XGBoost single node Multi GPU DaskDeviceQuantileDMatrix Freezes

from dask_cuda import LocalCUDACluster
from dask.distributed import Client
from dask import array as da
from dask import dataframe as dd
import xgboost as xgb
from xgboost import dask as dxgb
from xgboost.dask import DaskDMatrix
import cupy as cp
import argparse


def using_dask_matrix(client: Client, X, y):
    # DaskDMatrix acts like normal DMatrix, works as a proxy for local
    # DMatrix scatter around workers.
    dtrain = DaskDMatrix(client, X, y)

    # Use train method from xgboost.dask instead of xgboost.  This
    # distributed version of train returns a dictionary containing the
    # resulting booster and evaluation history obtained from
    # evaluation metrics.
    output = xgb.dask.train(client,
                            {'verbosity': 2,
                             # Golden line for GPU training
                             'tree_method': 'gpu_hist'},
                            dtrain,
                            num_boost_round=4, evals=[(dtrain, 'train')])
    bst = output['booster']
    history = output['history']

    # you can pass output directly into `predict` too.
    prediction = xgb.dask.predict(client, bst, dtrain)
    print('Evaluation history:', history)
    return prediction


def using_quantile_device_dmatrix(client: Client, X, y):
    '''`DaskDeviceQuantileDMatrix` is a data type specialized for `gpu_hist`, tree
     method that reduces memory overhead.  When training on GPU pipeline, it's
     preferred over `DaskDMatrix`.

    .. versionadded:: 1.2.0

    '''
    # Input must be on GPU for `DaskDeviceQuantileDMatrix`.
    X = dask_cudf.from_dask_dataframe(X)
    y = dask_cudf.from_dask_dataframe(y)

    # `DaskDeviceQuantileDMatrix` is used instead of `DaskDMatrix`, be careful
    # that it can not be used for anything else than training.
    dtrain = dxgb.DaskDeviceQuantileDMatrix(client, X, y)
    output = xgb.dask.train(client,
                            {'verbosity': 2,
                             'tree_method': 'gpu_hist'},
                            dtrain,
                            num_boost_round=4)
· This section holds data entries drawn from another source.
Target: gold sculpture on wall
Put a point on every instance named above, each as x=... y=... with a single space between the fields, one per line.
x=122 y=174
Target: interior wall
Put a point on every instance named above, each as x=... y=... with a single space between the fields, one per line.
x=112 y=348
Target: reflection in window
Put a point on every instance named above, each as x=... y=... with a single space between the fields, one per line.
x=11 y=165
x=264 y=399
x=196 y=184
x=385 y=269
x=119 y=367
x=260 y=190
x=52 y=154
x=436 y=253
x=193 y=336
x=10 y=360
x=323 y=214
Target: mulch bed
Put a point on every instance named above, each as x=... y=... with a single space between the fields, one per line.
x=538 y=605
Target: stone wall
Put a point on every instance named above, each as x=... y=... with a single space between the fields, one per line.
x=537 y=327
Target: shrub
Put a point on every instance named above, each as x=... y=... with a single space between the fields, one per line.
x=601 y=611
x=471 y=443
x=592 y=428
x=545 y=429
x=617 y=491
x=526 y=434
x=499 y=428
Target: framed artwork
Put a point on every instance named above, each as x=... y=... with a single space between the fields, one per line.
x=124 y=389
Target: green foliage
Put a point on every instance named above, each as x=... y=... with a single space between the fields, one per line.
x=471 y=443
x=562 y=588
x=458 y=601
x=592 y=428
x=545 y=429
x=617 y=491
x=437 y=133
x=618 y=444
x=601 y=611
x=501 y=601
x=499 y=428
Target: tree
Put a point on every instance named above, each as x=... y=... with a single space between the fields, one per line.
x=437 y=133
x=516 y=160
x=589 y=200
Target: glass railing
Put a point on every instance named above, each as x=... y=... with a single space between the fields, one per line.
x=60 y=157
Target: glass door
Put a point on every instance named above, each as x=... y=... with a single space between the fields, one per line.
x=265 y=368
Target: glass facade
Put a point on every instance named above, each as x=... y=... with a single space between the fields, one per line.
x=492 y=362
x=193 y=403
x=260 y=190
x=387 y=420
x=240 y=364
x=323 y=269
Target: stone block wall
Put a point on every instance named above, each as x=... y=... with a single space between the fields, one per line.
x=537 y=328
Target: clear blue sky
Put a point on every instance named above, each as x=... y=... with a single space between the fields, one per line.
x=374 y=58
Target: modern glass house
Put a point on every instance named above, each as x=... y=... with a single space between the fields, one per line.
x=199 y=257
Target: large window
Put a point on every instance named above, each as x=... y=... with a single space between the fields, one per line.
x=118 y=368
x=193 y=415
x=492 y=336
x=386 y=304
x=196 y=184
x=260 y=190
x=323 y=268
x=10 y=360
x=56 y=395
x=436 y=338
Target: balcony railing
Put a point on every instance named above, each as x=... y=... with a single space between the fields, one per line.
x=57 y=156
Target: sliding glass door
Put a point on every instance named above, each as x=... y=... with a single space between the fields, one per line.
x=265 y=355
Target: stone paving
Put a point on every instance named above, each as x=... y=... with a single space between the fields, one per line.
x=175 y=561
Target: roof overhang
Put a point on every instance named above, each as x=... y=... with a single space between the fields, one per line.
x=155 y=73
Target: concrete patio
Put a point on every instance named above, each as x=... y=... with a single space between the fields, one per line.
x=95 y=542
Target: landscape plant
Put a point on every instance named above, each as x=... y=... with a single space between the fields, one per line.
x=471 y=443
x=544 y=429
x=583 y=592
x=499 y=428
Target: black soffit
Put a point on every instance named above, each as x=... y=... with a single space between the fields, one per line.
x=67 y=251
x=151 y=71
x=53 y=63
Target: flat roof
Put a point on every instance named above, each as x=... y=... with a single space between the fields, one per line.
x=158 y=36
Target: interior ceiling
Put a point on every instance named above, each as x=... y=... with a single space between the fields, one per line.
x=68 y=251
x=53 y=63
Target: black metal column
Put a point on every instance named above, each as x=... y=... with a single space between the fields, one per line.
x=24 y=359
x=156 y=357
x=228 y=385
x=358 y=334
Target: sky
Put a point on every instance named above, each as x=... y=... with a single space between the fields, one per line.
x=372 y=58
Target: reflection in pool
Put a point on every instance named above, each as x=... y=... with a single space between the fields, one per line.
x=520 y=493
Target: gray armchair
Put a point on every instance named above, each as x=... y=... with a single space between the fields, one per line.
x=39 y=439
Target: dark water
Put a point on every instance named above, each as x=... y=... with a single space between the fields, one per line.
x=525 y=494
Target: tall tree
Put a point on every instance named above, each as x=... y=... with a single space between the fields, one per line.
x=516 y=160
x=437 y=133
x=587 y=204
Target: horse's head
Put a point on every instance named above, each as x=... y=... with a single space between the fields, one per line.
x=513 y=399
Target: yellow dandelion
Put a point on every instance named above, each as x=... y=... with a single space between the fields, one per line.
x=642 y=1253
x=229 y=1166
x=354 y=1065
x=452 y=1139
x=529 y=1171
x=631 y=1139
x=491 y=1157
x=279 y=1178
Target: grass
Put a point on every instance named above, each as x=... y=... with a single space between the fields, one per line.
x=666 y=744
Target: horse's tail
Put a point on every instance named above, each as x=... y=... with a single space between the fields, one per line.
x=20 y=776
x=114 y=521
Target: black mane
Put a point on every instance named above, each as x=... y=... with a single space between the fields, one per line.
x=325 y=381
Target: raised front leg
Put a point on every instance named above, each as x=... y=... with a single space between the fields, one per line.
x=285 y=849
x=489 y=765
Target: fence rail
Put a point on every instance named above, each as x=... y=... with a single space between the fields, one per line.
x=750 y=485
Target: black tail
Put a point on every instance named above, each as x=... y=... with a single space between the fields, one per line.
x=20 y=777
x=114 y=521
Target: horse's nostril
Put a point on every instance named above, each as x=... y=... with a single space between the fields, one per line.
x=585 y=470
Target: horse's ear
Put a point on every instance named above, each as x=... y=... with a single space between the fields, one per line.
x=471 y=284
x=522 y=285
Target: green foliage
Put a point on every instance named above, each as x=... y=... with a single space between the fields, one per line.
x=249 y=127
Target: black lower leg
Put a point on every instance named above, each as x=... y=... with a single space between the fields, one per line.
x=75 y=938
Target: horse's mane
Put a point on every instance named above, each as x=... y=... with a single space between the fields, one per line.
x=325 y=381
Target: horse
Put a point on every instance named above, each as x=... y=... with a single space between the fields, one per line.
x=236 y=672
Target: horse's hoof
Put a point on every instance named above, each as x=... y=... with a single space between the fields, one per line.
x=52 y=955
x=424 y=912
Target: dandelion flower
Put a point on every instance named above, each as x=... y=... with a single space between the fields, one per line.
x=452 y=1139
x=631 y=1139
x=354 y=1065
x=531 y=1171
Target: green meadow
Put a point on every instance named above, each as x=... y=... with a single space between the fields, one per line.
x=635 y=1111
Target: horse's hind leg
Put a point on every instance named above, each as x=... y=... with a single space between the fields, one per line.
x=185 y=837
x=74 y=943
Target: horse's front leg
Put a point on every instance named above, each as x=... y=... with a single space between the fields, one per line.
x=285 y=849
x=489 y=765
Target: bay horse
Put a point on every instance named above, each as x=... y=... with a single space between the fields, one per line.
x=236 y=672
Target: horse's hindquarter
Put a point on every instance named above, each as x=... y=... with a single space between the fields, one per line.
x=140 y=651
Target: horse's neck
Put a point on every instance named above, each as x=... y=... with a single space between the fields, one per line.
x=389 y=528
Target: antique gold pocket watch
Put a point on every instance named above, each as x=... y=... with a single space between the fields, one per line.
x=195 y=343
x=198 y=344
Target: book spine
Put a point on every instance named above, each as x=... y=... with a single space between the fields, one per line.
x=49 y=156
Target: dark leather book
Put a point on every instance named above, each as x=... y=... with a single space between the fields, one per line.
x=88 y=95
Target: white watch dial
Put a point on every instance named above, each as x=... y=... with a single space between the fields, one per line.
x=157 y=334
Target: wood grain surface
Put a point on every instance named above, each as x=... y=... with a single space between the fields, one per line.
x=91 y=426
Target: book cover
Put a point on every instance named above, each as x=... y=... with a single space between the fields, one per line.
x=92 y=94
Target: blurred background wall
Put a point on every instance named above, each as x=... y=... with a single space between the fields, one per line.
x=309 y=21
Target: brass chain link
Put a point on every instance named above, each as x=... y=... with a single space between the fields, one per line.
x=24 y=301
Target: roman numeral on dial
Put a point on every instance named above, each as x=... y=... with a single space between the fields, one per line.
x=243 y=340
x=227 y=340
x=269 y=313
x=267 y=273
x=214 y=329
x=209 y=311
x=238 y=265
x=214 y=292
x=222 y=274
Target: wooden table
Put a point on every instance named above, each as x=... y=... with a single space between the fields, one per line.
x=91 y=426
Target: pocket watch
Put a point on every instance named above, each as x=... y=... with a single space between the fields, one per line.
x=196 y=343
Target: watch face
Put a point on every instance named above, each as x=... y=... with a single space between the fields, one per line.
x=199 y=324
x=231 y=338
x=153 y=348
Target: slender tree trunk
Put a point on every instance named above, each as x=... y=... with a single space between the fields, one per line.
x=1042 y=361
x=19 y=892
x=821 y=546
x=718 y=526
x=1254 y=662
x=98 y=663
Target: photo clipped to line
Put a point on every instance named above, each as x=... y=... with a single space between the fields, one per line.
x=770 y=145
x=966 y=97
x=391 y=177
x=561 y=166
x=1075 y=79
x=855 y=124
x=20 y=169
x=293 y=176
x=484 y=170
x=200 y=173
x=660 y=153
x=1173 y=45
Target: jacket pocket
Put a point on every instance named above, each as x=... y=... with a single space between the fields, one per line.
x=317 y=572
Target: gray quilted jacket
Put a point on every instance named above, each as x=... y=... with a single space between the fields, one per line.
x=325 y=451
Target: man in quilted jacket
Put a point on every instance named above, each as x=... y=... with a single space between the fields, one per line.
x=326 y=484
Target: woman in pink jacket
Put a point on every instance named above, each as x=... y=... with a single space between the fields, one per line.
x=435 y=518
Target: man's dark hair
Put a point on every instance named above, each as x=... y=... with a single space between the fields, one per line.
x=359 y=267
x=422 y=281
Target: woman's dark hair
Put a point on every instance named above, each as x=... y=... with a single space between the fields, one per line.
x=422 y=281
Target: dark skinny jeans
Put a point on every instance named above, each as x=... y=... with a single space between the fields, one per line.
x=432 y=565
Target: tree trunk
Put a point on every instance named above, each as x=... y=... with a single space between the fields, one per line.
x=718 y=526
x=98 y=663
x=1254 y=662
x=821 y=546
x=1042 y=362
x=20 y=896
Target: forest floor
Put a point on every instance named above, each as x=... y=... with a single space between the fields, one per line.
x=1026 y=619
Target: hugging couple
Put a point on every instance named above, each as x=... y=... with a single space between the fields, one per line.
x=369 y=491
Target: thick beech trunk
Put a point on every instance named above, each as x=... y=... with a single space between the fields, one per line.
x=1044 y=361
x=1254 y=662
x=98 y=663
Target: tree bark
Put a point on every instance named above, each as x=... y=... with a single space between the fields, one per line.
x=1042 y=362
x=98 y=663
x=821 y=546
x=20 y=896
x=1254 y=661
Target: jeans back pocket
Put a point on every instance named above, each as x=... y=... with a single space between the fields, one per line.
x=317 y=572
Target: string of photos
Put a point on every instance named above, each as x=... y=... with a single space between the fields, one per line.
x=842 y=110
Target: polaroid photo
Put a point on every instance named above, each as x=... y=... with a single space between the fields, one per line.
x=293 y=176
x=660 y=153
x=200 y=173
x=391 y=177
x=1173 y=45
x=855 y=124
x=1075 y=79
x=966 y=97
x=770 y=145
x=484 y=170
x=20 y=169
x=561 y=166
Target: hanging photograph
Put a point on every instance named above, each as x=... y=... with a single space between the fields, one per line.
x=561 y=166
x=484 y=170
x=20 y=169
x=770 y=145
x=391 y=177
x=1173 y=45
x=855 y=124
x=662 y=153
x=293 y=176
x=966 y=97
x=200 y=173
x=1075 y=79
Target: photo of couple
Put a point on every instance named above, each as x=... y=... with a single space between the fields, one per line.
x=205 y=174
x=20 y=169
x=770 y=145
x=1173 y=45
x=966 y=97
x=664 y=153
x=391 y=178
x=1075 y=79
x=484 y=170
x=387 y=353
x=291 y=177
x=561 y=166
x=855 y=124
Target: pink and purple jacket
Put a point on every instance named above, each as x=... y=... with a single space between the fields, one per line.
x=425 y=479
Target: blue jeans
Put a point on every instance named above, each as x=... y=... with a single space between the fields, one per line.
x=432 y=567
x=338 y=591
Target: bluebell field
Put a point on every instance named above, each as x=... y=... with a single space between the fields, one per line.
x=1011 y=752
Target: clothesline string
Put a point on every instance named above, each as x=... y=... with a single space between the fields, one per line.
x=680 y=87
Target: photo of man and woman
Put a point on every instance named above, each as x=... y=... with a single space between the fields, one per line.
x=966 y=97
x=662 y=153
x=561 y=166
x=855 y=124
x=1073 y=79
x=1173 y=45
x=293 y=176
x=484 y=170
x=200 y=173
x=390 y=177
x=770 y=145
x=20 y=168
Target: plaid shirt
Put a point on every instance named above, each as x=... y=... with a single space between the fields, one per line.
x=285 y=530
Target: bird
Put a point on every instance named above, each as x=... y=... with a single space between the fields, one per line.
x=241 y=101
    prediction = xgb.dask.predict(client, output, X)
    return prediction


ddqdm = 1
# `LocalCUDACluster` is used for assigning GPU to XGBoost processes.  Here
# `n_workers` represents the number of GPUs since we use one GPU per worker
# process.
with LocalCUDACluster() as cluster:
    with Client(cluster) as client:
        # generate some random data for demonstration
        m = 100000
        n = 100
        X = dd.from_dask_array(da.random.random(size=(m, n), chunks=100))
        y = dd.from_dask_array(da.random.random(size=(m, ), chunks=100))

        if ddqdm == 1:
            print('Using DaskDeviceQuantileDMatrix')
            from_ddqdm = using_quantile_device_dmatrix(client, X, y)
            print(from_ddqdm)
        else:
            print('Using DMatrix')
            from_dmatrix = using_dask_matrix(client, X, y)

This code gets stuck infinitely until distributed library kills the process for not communicating.
Library version:
xgboost == 1.5.0
dask == 2021.11.1
dask_cudf == 21.10.01

It runs fine if I use DaskDMatrix though. Any clue to this will really help a lot.

This is the official example. I have just modified it to use dask_cudf dataframe instead of cupy arrays as in the example.

This works all good. The issue was on my end when replicating this issue as well. There is no problem with the script which runs great.